Administration of the drugs during gestation was not found to result in maternal
toxicity, as no decreases in body weight were observed. Birth weight was found to be
decreased following exposure to both drugs via maternal administration and there
were sporadic alterations in body weight throughout the neonatal period. Direct drug
administration decreased body weight during the dosing period, but these decreases
did not endure once drug administration ceased. All drugs had effects on anxiety-like
behaviour in the elevated plus maze; however these effects were dependent upon
duration of exposure and age of testing. There were no effects of drug exposure in
the forced swim test, a model of ¿behavioural despair¿ or on spatial learning and
memory in the Morris water maze. There were transient changes in monoamine
levels following prenatal exposure to amitriptyline and fluoxetine, but no effects of
direct administration of any drug were seen on this parameter or on the number of
tryptophan hydroxylase cells in the dorsal raphe nucleus.

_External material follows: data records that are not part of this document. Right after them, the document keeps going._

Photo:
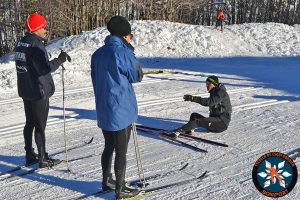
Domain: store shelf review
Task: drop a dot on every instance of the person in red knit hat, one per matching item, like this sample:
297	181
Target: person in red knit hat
35	87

A number of sex effects
were seen, with females exhibiting a delay in acquisition of the surface righting
reflex, increased locomotor activity in the open field during adulthood and decreased
immobility in the forced swim test. This research has shown that early exposure to
the antidepressants amitriptyline and fluoxetine results in transient changes in body
weight, anxiety-like behaviour and monoamine levels. It is recommended that the
behavioural profile presented herein be expanded upon in order to better determine
the extent of behavioural teratogenicity of these drugs.